Kubernetes GPU

Scheduling GPUs On-Premises or on EKS, GKE, and AKS

How are companies using Kubernetes on GPUs?

Kubernetes is a highly popular container orchestrator, which can be deployed on-premises, in the cloud, and in hybrid environments.

To support compute-intensive workloads like machine learning (ML), Kubernetes can be used with graphical processing units (GPUs). GPUs provide hardware acceleration that is especially beneficial for deep learning and other machine learning algorithms. Kubernetes can be used to scale up multi GPU setups for large-scale ML projects.

GPU scheduling on Kubernetes is currently supported for NVIDIA and AMD GPUs, and requires the use of vendor-provided drivers and device plugins.

You can run Kubernetes on GPU machines in your local data center, or leverage GPU-powered compute instances on managed Kubernetes services, including Google Kubernetes Engine (GKE), Amazon Elastic Kubernetes Service (EKS), and Azure Kubernetes Service (AKS).

In this article, you will learn:

GPU Scheduling with Kubernetes

Kubernetes lets you manage graphical processing units (GPUs) across multiple nodes. GPU scheduling on Kubernetes is available primarily for AMD and NVIDIA accelerators.

To enable GPU scheduling, Kubernetes uses Device Plugins, which enable pods to access specialized hardware functionality, including GPUs. This is not set up by default—you need to configure GPU scheduling to use it.

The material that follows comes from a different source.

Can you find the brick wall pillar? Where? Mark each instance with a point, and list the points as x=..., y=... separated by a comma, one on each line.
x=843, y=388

First, you need to choose a GPU vendor—AMD or NVIDIA—and install your chosen GPU drivers on the nodes. You can then run the device plugin provided by the GPU vendor.

After you set up and run a GPU driver, Kubernetes exposes either nvidia.com/gpu or amd.com/gpu as a schedulable resource.

To consume GPUs from containers, you need to request .com/gpu, in the same manner you request memory or cpu resources. Note that there are certain limitations in how you can specify resource requirements for GPUs:

  • You cannot overcommit GPUs—containers and pods do not share GPUs.
  • A container cannot request part of a GPU—each container can receive access to a full GPU or multiple GPUs.
  • Limits must be equal to requests—requests are what a container is guaranteed to get, while limits ensure the resources it receives do not exceed a certain value. GPUs are less flexible than other resources; when it comes to GPU resources, you may only specify limits. If you specify a request, it must be equal to the limit.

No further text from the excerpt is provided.